I am getting a null pointer when the Ardu is connected and when is not.

When is not I do get the printout println(“NoPORT”); but not the one above.

I would want not to get a null pointer and give the user a chance to connect the Ardu.

but the first problem, first:
When the Ardu is connected, I get a null pointer and it gets stuck on
if (myPort.available() > 0) { line

The situation is quite messy because of windows. I found in device manager several “Ghosts” comm ports that get picked occasionally by processing as real ports…

ghost_Ports

To be concise: I would love to write a condition in Setup that will connect the sketch to the only active port in windows. (This time Com27) and would ignore the rest.
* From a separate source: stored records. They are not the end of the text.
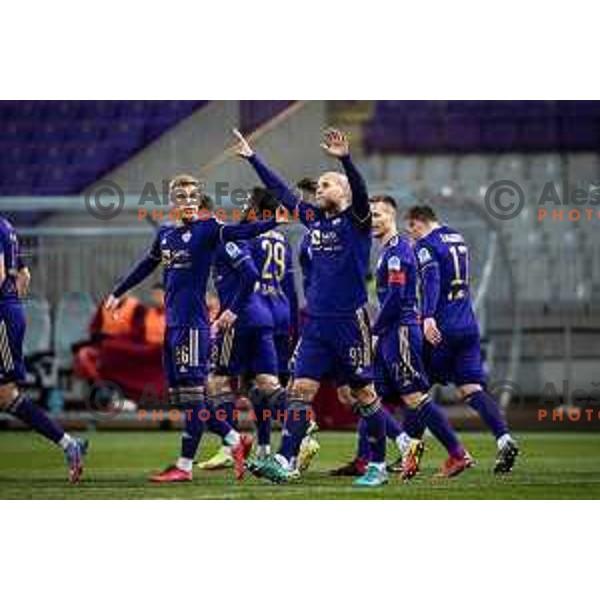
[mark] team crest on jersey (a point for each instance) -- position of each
(233, 250)
(423, 255)
(394, 264)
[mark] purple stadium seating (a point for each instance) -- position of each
(60, 147)
(483, 126)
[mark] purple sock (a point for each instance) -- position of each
(375, 421)
(194, 428)
(435, 419)
(413, 425)
(25, 410)
(392, 427)
(489, 412)
(363, 451)
(296, 425)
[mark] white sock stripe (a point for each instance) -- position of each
(8, 362)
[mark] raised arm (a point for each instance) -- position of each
(273, 182)
(244, 266)
(336, 144)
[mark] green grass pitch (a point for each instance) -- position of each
(551, 466)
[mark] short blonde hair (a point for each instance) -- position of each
(184, 179)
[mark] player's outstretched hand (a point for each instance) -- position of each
(226, 319)
(243, 149)
(432, 333)
(335, 143)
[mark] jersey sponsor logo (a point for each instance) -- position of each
(394, 264)
(452, 238)
(424, 255)
(233, 250)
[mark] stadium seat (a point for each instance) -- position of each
(401, 169)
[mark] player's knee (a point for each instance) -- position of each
(303, 389)
(345, 396)
(8, 394)
(364, 395)
(466, 390)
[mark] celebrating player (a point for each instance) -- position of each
(186, 251)
(399, 369)
(336, 339)
(450, 326)
(14, 282)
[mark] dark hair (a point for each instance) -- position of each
(387, 200)
(422, 212)
(307, 184)
(263, 200)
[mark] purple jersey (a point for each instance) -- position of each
(397, 280)
(236, 281)
(443, 257)
(340, 245)
(9, 254)
(186, 253)
(272, 256)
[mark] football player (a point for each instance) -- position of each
(399, 368)
(451, 330)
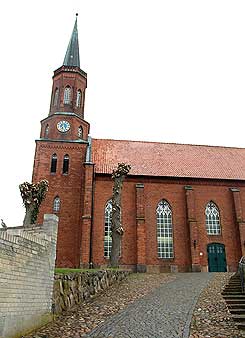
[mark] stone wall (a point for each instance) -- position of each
(27, 259)
(72, 289)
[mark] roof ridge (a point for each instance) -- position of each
(170, 143)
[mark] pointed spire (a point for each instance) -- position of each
(72, 52)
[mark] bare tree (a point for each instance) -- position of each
(32, 195)
(118, 176)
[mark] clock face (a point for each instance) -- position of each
(63, 126)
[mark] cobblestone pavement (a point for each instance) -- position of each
(84, 318)
(165, 313)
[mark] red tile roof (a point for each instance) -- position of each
(169, 159)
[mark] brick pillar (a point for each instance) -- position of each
(194, 235)
(87, 215)
(140, 223)
(239, 217)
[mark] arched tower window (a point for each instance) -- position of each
(56, 204)
(46, 130)
(66, 164)
(164, 230)
(56, 97)
(67, 95)
(53, 163)
(107, 227)
(79, 98)
(80, 132)
(212, 219)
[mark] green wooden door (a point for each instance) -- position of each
(216, 257)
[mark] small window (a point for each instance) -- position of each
(56, 204)
(67, 95)
(107, 230)
(53, 163)
(56, 97)
(80, 132)
(66, 164)
(46, 130)
(79, 96)
(212, 219)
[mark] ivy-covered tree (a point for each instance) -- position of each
(118, 176)
(32, 195)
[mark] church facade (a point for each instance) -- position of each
(183, 206)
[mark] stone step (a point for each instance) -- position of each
(234, 283)
(238, 318)
(234, 301)
(236, 305)
(240, 296)
(232, 293)
(233, 287)
(237, 311)
(241, 326)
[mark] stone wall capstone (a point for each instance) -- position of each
(27, 260)
(74, 288)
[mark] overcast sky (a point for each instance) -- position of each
(167, 71)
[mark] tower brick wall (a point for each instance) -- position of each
(69, 188)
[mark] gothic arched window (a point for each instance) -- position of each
(66, 164)
(53, 163)
(212, 219)
(56, 204)
(80, 132)
(107, 228)
(46, 130)
(164, 230)
(56, 97)
(79, 97)
(67, 95)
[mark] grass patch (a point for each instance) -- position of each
(68, 270)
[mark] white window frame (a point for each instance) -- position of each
(164, 230)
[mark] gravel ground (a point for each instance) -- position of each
(76, 323)
(211, 318)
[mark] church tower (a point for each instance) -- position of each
(61, 153)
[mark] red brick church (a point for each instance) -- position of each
(183, 206)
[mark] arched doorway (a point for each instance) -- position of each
(216, 257)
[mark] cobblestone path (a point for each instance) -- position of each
(165, 313)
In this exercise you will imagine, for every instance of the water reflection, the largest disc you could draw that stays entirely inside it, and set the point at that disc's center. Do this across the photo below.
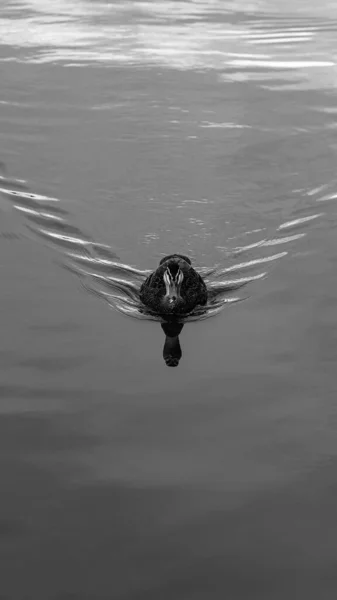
(102, 273)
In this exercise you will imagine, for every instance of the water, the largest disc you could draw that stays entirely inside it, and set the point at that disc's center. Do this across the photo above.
(128, 131)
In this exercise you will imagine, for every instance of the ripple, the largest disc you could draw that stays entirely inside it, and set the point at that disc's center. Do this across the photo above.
(181, 35)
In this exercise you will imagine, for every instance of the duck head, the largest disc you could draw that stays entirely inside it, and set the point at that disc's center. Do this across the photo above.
(173, 278)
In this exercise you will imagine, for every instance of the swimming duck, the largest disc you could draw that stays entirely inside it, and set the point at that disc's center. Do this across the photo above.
(174, 289)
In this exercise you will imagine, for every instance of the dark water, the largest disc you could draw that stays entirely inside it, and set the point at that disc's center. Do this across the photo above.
(137, 129)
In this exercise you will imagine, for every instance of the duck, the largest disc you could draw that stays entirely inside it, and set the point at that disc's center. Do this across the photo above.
(174, 289)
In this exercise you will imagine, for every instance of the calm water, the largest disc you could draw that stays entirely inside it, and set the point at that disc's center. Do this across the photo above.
(129, 130)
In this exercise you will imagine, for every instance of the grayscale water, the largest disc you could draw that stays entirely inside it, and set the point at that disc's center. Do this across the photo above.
(130, 130)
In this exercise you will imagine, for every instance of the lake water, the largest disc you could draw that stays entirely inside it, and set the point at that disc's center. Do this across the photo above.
(130, 130)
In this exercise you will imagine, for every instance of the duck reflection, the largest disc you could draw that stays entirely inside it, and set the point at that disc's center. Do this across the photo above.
(172, 351)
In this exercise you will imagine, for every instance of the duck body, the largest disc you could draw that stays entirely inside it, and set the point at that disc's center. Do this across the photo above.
(174, 289)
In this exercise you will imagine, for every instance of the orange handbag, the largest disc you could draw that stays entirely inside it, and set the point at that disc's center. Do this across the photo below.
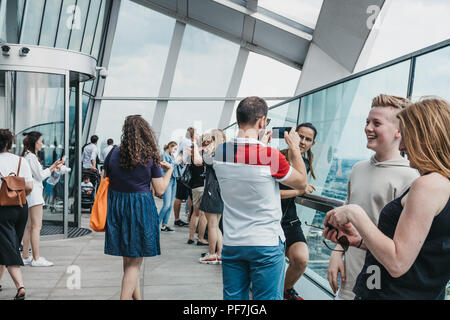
(100, 207)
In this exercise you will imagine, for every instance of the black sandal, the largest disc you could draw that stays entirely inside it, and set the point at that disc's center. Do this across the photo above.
(20, 297)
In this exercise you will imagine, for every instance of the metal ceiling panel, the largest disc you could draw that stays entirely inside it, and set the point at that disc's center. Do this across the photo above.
(281, 42)
(217, 16)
Sometimes I get in the (Serial.list()) ports that are greyed out but still indexed as [0] and one… halting the sketch. Then I delete them in device manager and re-boot and then I pick the [0] in the sketch and it works fine…

Any advice, thank you,
Mitch

Thanks
Mitch

Hello,

There are many solutions to cleaning this up and starting fresh.

This is just one.

I used to run a script to do this.

:)

It’s because try - catch failed and myPort remained empty. By the way I couldn’t get what you mean, but does the code run if the Arduino is connected, and crashes when it’s not connected?
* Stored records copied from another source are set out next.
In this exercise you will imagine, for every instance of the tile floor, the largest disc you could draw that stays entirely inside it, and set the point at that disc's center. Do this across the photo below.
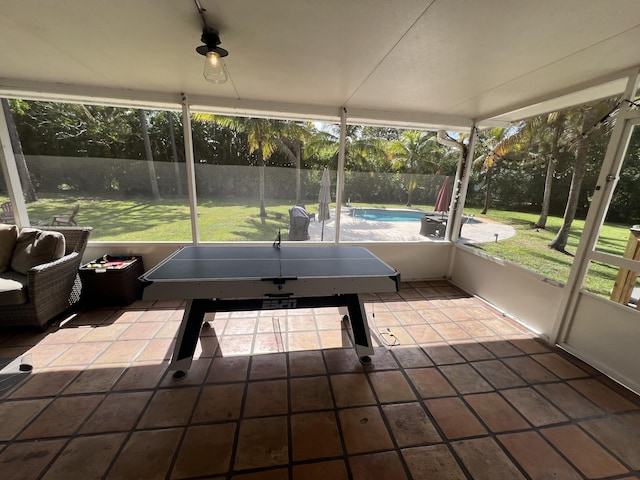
(456, 390)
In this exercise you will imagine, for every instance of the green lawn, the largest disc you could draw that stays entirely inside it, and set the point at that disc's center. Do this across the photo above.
(238, 220)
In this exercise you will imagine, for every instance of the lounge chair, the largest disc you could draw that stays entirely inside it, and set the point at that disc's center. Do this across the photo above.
(66, 219)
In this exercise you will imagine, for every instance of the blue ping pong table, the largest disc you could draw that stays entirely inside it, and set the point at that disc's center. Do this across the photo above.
(246, 278)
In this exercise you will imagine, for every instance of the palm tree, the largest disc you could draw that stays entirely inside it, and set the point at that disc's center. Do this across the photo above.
(28, 190)
(585, 119)
(363, 152)
(291, 143)
(153, 178)
(413, 152)
(262, 136)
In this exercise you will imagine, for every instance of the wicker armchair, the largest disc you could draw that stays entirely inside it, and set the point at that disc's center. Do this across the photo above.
(52, 287)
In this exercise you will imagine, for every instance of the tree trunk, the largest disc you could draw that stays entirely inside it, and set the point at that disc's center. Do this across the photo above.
(153, 178)
(174, 154)
(551, 166)
(28, 189)
(263, 210)
(559, 243)
(298, 172)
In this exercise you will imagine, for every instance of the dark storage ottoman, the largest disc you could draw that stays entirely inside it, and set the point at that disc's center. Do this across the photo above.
(112, 280)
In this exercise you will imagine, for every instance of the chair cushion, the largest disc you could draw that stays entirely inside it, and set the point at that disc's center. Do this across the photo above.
(13, 288)
(35, 247)
(8, 236)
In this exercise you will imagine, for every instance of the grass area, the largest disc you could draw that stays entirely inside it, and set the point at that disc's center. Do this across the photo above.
(529, 247)
(238, 220)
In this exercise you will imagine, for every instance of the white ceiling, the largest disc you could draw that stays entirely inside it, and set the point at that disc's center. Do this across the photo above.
(447, 61)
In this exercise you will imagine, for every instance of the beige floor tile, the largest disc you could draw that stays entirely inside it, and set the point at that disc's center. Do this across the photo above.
(205, 450)
(332, 469)
(352, 390)
(62, 417)
(589, 457)
(26, 460)
(156, 447)
(486, 460)
(377, 466)
(311, 393)
(364, 430)
(433, 462)
(268, 397)
(314, 436)
(454, 418)
(219, 403)
(262, 442)
(74, 462)
(410, 424)
(391, 386)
If you want to give time for the user to connect USB, I suggest moving the initialization part to draw instead. Pseudo code would be

boolean isConnected = false;
void draw() {
  if(isConnected == false) {
    try {
      // serial connection
      ...
      if(success) {
        isConnected = true;
      }
      else {
        // delay
        ...
      }
    } catch (e) {
      // delay
      ...
    }
  }
  else {
    // do the usual process of serial communication and drawing
    ...
  }
}

and this gives flexibility to go back to the connection process once the Arduino is accidentally disconnected (in theory. I don’t know if it actually works like that, though). Also for where I wrote delay, it would be even better if you avoid delay function and check the elapsed time and say

if(currentTime - lastTime > 5000) {
  // do something after 5 sec passed
}

so that there is no interruption in the animation frame (you can display, like “reconnecting in 2 sec”

I was saying I am getting a null pointer even when the Ardu was connected.
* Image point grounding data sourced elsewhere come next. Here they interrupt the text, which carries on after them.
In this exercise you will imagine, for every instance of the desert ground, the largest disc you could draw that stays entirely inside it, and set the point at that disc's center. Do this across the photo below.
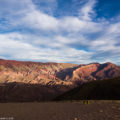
(74, 110)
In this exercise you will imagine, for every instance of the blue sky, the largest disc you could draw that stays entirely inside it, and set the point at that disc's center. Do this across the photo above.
(73, 31)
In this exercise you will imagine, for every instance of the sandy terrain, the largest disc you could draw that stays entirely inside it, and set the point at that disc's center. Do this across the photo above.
(98, 110)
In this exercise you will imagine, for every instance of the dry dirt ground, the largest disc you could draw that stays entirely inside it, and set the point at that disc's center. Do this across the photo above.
(96, 110)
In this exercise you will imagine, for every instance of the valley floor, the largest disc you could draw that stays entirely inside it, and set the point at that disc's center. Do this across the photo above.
(77, 110)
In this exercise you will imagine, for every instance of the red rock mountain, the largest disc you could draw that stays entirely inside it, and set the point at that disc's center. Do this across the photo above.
(54, 73)
(35, 81)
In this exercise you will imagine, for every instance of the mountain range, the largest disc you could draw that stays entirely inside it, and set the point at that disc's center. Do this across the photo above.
(35, 81)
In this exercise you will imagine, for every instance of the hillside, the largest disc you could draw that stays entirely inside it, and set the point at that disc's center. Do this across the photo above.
(95, 90)
(54, 73)
(36, 81)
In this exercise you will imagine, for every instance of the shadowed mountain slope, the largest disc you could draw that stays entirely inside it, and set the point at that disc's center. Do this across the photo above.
(96, 90)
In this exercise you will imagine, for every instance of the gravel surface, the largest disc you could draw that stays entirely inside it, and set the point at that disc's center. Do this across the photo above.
(60, 111)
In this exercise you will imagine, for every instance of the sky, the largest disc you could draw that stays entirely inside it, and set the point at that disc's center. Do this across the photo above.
(69, 31)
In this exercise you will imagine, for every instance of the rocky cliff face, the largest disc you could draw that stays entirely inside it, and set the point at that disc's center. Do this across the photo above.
(35, 81)
(54, 73)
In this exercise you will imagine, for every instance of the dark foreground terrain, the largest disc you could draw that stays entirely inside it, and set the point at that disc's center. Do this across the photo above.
(95, 110)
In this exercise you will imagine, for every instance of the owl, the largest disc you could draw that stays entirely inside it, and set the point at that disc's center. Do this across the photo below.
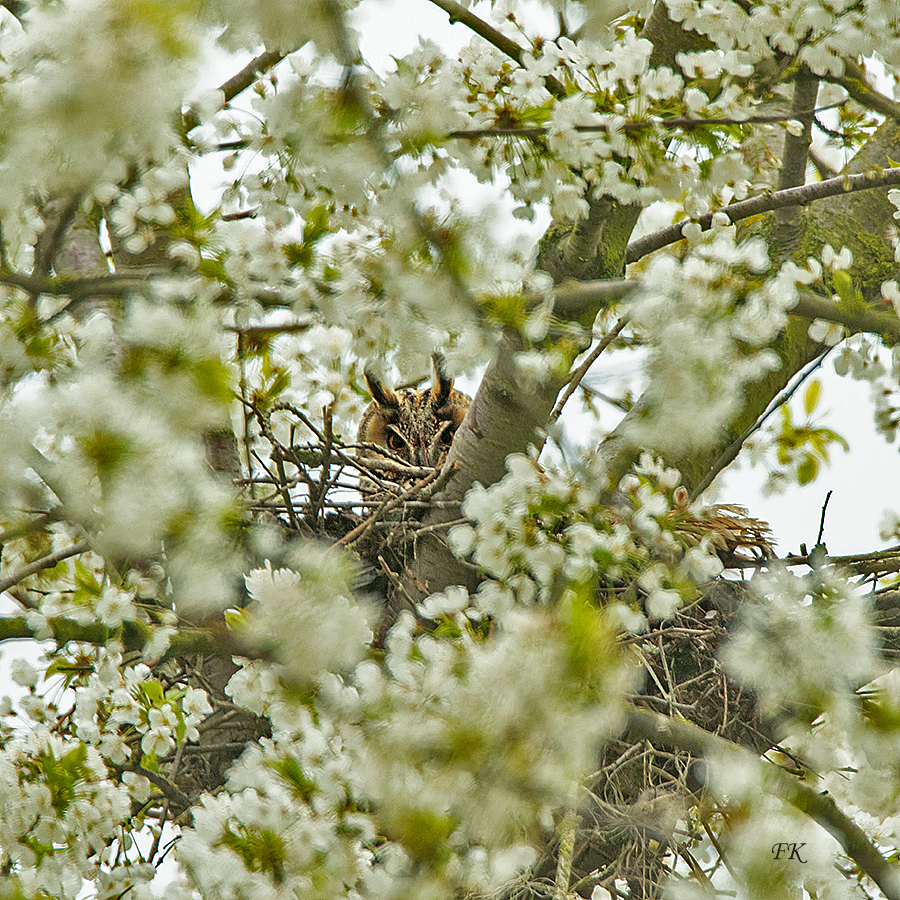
(416, 426)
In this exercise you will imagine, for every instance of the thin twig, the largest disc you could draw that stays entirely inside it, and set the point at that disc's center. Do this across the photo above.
(582, 370)
(822, 519)
(731, 451)
(568, 830)
(388, 505)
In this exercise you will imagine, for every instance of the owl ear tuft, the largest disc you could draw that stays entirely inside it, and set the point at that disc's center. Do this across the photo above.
(443, 384)
(380, 392)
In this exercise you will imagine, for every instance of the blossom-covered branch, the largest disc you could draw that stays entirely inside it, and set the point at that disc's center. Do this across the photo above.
(681, 735)
(796, 196)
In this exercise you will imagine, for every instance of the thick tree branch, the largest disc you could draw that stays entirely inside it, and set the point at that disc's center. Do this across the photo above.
(796, 152)
(681, 123)
(459, 13)
(882, 323)
(744, 209)
(677, 734)
(239, 82)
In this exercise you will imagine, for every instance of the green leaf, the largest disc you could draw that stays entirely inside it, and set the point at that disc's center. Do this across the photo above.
(807, 470)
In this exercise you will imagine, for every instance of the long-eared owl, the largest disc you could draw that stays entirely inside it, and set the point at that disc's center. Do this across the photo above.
(416, 426)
OK, I tried your code, but ‘success’ is not defined. Should we make a bool just for that?

Here

import processing.serial.*;
Serial myPort;
boolean isConnected = false;
int lf = 10; 

void setup() {
  size(1900, 950, JAVA2D);
  printArray(Serial.list());
  
}


void draw() { 
  background(0);

  if (isConnected == false) 
  {
    try {
      Serial myPort = new Serial(this, Serial.list()[0], 115200);
      myPort.clear();
      if (success) {
        isConnected = true;
      } else {
        delay (3000);
        println("NoPORT");
      }
    } 
    catch (Exception e) {
      delay (3000);
      println("NoPORT");
    }
  } else {
    if (myPort.available() > 0) {
      String IncomingSTR = myPort.readStringUntil(lf);
      println (IncomingSTR);
    }
  }
}

Change above to:

myPort = new Serial(this, Serial.list()[0], 115200);

Reference:
VariableScope \ Examples \ Processing.org

Hi @laptophead , Have you noticed that with the ch340 driver and chip the port number depends on which USB socket on the PC you have connected to? (The ftdi chip gives you the same number for the same Arduino whatever usb socket.) I know it’s annoying to adjust your actions to suit the equipment, but you could simplify things by always using the same usb socket.

Yes, Richard,
Here is what I did,

Went in the device manager and made the Arduino COM port the lowest number among other devices.
This way the [0] in serial list always gets picked.
I rebooted several times and windows seems to keep my COM assignments.